Relevance in Argumentation
Author | : Douglas Walton |
Publsiher | : Routledge |
Total Pages | : 328 |
Release | : 2003-10-17 |
Genre | : Language Arts & Disciplines |
ISBN | : 9781135618964 |
Download Relevance in Argumentation Book in PDF, Epub and Kindle
In Relevance in Argumentation, author Douglas Walton presents a new method for critically evaluating arguments for relevance. This method enables a critic to judge whether a move can be said to be relevant or irrelevant, and is based on case studies of argumentation in which an argument, or part of an argument, has been criticized as irrelevant. Walton's method is based on a new theory of relevance that incorporates techniques of argumentation theory, logic, and artificial intelligence. The work uses a case-study approach with numerous examples of controversial arguments, strategies of attack in argumentation, and fallacies. Walton reviews ordinary cases of irrelevance in argumentation, and uses them as a basis to advance and develop his new theory of irrelevance and relevance. The volume also presents a clear account of the technical problems in the previous attempts to define relevance, including an analysis of formal systems of relevance logic and an explanation of the Grecian notion of conversational relevance.
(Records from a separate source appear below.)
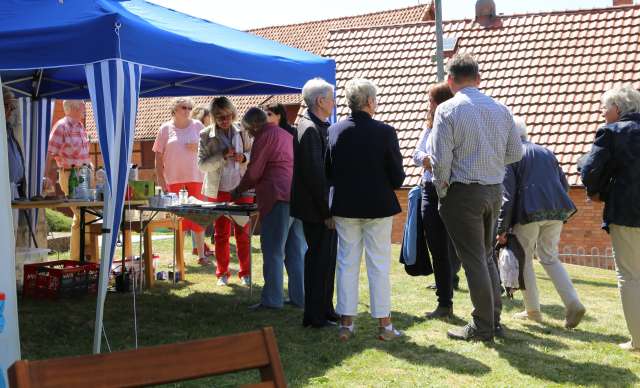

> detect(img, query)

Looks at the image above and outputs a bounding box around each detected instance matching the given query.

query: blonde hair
[171,97,193,116]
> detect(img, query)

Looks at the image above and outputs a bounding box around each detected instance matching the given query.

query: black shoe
[426,306,453,319]
[447,323,493,342]
[493,323,505,338]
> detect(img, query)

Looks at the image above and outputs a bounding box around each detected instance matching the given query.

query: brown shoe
[564,302,587,329]
[447,324,493,342]
[426,306,453,319]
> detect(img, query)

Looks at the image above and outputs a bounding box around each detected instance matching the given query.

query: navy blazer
[580,113,640,231]
[498,141,576,234]
[325,111,405,218]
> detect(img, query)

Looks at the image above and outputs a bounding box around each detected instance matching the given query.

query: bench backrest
[9,327,286,388]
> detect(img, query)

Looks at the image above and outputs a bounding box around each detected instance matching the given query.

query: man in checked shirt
[45,100,95,260]
[429,54,522,341]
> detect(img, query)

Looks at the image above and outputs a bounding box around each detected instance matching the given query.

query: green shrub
[45,209,72,232]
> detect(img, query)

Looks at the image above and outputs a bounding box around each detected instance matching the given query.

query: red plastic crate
[22,260,99,299]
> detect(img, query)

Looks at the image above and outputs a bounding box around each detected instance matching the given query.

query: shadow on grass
[19,282,491,386]
[489,330,640,386]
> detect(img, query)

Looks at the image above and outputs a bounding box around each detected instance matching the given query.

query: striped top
[429,87,522,198]
[47,116,90,168]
This volume is intended for graduate and advanced undergraduate courses in those fields using argumentation theory--especially philosophy, linguistics, cognitive science and communication studies, in addition to argumentation. The work also has practical use, as it applies theory directly to familiar examples of argumentation in daily and professional life. With a clear and comprehensive method for determining relevance and irrelevance, it can be convincingly applied to highly significant practical problems about relevance, including those in legal and political argumentation.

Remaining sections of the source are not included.